Copyright © 2017 Sławomir Boncel et al. This is an open access article distributed under the Creative Commons Attribution License, which permits unrestricted use, distribution, and reproduction in any medium, provided the original work is properly cited.

Abstract

Cell type, morphology, and functioning are key variables in the construction of efficient “drug-vehicle” hybrids in magnetic drug delivery. Iron-encapsulated multiwall carbon nanotubes (Fe@MWCNTs) appear as promising candidates for theranostics due to in situ chemical catalytic vapor deposition (c-CVD) synthesis, straightforward organic functionalization, and nanoneedle (1D) behavior. Here, model hybrids were synthesized by exploring C-sp2 chemistry ((1+2)-cycloaddition of nitrenes and amidation) of the outer MWCNT walls combined with anticancer agents, that is, 5-fluorouracil (5FU), purpurin (Purp), and 1,8-naphthalimide DNA intercalators (NIDIs), via linkers.
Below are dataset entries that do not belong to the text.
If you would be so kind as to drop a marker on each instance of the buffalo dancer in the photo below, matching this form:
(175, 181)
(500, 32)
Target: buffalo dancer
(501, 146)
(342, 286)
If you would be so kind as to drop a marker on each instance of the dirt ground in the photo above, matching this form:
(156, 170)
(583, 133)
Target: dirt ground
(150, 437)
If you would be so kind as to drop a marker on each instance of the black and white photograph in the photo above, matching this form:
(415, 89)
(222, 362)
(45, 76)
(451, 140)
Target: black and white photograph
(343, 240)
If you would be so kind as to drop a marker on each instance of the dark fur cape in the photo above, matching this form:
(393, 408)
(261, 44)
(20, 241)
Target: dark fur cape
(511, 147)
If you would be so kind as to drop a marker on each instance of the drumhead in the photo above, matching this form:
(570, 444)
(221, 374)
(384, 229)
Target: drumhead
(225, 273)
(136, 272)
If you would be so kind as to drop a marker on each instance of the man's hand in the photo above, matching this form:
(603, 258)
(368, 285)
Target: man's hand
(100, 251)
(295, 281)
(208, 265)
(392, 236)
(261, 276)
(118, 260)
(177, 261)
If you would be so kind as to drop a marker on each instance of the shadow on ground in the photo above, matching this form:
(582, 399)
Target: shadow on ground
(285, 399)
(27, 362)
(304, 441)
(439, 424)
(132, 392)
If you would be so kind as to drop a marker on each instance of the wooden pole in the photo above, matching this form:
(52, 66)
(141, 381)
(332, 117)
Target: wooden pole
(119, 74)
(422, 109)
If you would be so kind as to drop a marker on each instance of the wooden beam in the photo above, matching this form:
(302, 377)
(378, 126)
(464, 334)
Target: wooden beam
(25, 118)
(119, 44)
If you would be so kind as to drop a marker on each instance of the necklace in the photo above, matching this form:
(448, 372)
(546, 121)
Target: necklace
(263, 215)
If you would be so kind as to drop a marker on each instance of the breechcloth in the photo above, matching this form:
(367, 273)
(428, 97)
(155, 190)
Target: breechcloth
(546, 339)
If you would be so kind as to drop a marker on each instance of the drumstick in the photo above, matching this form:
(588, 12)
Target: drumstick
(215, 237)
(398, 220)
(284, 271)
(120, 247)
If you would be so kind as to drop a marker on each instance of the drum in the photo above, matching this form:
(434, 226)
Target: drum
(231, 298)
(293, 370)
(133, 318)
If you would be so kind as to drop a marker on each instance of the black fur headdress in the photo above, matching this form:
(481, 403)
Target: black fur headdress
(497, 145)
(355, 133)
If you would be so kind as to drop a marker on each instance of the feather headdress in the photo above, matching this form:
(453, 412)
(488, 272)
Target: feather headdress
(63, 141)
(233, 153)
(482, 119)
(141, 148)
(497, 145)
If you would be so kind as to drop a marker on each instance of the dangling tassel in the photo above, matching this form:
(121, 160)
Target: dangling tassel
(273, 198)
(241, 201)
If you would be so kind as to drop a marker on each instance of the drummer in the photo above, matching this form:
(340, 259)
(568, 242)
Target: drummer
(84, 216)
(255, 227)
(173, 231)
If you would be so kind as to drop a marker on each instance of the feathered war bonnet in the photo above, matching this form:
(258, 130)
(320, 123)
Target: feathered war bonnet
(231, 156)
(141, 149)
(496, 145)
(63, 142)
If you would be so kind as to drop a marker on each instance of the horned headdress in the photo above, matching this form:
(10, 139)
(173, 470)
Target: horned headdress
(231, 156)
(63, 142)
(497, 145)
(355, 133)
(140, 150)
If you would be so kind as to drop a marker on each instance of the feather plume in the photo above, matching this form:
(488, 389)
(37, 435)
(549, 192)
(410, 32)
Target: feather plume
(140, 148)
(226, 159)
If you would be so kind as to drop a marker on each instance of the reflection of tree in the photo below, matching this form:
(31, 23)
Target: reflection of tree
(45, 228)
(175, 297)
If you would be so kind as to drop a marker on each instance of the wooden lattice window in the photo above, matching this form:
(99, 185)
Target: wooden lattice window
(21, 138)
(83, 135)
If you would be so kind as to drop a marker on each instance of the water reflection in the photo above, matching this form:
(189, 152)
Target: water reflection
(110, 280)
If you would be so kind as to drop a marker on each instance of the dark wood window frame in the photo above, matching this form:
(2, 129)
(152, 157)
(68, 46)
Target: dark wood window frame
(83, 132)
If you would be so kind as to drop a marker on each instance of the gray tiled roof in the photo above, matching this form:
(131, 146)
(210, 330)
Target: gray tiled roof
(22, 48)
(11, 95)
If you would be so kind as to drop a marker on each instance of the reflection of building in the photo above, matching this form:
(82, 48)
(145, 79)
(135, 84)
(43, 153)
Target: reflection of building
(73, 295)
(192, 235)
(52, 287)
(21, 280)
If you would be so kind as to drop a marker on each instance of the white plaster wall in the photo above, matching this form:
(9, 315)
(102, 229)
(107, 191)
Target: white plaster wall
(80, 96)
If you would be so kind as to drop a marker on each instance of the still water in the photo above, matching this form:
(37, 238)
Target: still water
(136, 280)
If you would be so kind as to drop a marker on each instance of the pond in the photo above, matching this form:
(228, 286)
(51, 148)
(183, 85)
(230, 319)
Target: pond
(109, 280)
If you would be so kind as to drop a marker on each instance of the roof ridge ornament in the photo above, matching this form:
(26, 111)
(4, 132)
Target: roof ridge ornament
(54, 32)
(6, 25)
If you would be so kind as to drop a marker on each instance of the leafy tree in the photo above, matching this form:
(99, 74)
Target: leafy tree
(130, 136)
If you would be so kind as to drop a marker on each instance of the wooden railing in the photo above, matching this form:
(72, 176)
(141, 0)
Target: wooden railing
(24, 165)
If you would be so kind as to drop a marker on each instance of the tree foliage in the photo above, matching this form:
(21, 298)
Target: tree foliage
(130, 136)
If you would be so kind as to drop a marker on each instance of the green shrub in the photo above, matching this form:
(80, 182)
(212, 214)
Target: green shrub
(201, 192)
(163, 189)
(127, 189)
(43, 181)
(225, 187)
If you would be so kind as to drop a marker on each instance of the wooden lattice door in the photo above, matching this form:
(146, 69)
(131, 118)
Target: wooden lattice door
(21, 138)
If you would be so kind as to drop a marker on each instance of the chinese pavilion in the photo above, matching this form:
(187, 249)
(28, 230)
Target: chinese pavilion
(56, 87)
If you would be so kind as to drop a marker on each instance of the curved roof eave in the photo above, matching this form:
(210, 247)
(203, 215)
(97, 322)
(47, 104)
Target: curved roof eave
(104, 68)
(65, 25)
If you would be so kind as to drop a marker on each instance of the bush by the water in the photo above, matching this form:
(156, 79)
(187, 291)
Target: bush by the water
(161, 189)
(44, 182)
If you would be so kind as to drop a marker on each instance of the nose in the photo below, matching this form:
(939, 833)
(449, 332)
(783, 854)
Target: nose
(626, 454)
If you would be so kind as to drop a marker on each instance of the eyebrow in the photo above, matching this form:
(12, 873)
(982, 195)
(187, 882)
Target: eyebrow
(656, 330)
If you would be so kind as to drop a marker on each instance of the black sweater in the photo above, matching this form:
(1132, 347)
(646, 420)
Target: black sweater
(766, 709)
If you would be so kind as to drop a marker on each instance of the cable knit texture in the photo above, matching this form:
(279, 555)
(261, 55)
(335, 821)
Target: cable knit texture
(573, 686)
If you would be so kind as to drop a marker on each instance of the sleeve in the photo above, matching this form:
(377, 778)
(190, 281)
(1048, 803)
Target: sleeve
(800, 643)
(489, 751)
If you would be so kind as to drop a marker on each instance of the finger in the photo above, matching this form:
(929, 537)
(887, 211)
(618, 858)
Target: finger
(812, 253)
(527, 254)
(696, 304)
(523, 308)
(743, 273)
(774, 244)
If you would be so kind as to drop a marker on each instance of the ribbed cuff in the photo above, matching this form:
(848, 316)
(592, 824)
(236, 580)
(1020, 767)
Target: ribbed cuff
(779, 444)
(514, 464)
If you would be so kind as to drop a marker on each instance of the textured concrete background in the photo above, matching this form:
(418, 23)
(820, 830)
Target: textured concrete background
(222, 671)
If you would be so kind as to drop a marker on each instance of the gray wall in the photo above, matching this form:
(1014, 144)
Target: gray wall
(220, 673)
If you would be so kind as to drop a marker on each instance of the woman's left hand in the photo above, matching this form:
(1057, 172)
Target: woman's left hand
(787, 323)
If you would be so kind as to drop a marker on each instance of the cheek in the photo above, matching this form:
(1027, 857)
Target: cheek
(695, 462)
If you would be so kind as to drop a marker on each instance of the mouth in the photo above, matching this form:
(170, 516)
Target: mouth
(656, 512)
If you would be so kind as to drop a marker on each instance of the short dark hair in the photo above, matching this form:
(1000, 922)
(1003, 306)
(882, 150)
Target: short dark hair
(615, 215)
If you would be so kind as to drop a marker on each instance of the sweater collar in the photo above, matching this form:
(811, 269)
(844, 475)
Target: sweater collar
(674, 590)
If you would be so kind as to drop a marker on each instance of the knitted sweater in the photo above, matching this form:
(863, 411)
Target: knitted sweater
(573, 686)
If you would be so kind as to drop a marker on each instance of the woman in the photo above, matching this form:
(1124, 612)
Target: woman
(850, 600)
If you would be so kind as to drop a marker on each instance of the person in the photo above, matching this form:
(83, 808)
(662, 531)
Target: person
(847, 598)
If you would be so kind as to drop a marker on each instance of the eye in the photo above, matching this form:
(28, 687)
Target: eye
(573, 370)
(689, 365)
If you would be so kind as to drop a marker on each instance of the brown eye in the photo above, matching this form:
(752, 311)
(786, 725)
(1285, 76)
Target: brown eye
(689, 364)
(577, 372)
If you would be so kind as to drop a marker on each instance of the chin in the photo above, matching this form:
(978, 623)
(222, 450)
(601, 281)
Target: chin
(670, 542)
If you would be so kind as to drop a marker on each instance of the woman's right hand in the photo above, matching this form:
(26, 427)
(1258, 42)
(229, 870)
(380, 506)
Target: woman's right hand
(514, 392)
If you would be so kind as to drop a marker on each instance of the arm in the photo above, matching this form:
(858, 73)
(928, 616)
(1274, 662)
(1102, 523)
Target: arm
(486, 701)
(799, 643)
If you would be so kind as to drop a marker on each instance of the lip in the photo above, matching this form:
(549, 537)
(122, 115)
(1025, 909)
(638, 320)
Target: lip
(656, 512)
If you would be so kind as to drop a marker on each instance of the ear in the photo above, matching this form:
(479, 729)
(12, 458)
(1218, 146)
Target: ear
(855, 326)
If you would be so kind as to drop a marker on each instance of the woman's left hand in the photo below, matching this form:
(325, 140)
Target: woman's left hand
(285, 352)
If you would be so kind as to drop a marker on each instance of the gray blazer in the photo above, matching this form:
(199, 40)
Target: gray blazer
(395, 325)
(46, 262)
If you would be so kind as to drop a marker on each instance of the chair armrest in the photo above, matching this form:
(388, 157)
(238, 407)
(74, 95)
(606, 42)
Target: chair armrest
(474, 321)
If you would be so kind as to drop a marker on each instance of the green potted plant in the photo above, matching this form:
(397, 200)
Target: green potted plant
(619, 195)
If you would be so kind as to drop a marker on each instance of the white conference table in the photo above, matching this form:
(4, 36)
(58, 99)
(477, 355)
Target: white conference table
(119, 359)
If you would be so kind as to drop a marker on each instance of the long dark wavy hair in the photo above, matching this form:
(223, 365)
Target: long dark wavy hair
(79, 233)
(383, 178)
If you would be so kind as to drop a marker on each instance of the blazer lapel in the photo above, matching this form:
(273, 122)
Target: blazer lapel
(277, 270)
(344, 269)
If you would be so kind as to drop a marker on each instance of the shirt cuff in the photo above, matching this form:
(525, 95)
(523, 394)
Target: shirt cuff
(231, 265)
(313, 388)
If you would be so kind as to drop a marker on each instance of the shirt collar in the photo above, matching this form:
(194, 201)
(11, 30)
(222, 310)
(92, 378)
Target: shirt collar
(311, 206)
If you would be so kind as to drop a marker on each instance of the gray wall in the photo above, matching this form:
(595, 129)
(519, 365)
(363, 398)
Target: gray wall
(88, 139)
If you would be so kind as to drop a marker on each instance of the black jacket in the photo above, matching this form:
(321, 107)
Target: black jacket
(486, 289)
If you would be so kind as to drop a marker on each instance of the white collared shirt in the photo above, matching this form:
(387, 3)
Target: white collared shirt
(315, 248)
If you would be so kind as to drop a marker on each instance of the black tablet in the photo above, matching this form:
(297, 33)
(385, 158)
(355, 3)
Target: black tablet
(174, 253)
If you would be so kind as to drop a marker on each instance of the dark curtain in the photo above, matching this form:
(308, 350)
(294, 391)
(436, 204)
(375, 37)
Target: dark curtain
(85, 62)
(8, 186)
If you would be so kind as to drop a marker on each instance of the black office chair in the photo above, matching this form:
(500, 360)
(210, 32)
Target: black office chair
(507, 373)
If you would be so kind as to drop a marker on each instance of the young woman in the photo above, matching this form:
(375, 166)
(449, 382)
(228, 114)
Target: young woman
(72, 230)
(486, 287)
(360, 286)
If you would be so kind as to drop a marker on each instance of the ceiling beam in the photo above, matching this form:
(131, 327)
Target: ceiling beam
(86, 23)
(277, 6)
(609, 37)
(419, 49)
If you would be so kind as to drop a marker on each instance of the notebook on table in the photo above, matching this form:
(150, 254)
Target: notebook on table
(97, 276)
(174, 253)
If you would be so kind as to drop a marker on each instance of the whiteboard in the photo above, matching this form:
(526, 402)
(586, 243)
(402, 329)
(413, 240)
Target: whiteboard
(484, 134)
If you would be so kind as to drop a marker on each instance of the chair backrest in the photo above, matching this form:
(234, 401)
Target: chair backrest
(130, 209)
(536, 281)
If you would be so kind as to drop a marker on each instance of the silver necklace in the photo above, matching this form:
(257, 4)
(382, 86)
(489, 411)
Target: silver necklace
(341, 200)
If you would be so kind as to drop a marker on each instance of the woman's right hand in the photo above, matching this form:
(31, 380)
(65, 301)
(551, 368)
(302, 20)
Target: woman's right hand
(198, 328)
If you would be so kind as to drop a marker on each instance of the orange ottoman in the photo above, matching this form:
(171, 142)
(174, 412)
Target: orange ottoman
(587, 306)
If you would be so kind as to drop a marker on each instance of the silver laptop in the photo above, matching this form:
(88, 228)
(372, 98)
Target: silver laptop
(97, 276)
Analyses of the Fe@MWCNT vehicles by SEM, TEM, and Raman spectroscopy revealed their morphology while Mössbauer spectroscopy confirmed the presence of encapsulated ferromagnetic iron-based nanodomains. Cytotoxicity of the hybrids was studied using a 24 h MTS assay combined with the apoptosis and life cycle assays against human melanoma (Me45), colon carcinoma (HCT116+), and colon adenocarcinoma (Caco-2). The cells had different sensitivity to the vehicles themselves as well as to the hybrids. MWCNT-based covalent hybrids of 5FU and Purp emerged as the most promising systems against Me45 and HCT116+ cell lines with the highest in vitro cytotoxicity and proapoptotic activity. Furthermore, nanotubes bearing 4-nitro- and 4-(N-morpholinyl)-1,8-naphthalimide DNA intercalators appear as a promising candidate for the treatment of Caco-2.